Once the aliens escape from their cages and begin their inevitable rampage, "Alien Resurrection" careens through a series of exciting, well-executed action sequences and Jeunet goes hog wild with the franchise's underlying psychosexual symbolism. Every "Alien" movie has its share of dripping passageways, right? Well, Jeunet first plunges his characters waist-deep in a cooling tank, then puts them through an underwater chase sequence.
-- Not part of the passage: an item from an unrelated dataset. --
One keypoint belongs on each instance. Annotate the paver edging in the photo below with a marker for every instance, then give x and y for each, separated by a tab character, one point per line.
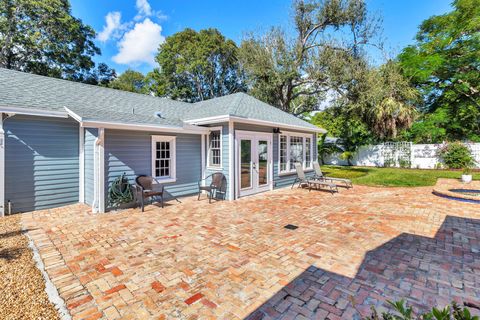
50	289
The alien's mouths have long been the quintessential vagina dentata -- complete with a bonus phallus dentata that shoots out at will -- so Jeunet ups the ante by having Ripley tear the penile tongue out of a dead monster and offer it to Ryder as "a nice souvenir." The scientists call the computer that operates the space station "Father," and when Ryder taps into it and takes over, she snarls "Father's dead" at the head baddie. Needless to say, this movie is crammed with gooey mucus; weird, fleshy folds and crevices; sinister orifices; huge, revolting egg sacs and vulvic wounds.

Unfortunately, it's also overloaded with ideas. Toward the end, these start to pile up and the action sputters as various characters stop to explain what's going on. These briefings don't help much, and a climactic sequence (owing much to David Cronenberg's horror classic "The Brood") winds up being hopelessly chatty, confusing and overblown. With one hand Jeunet and Whedon have given us a thrilling new Ripley, but with the other they've taken away the lean, suspenseful plot lines that characterize the best in the "Alien" films. Still, the movie ends on an intriguing note, and however much this installment stumbles, it leaves you primed for the next. Ripley herself, of course, shows no sign of slowing down.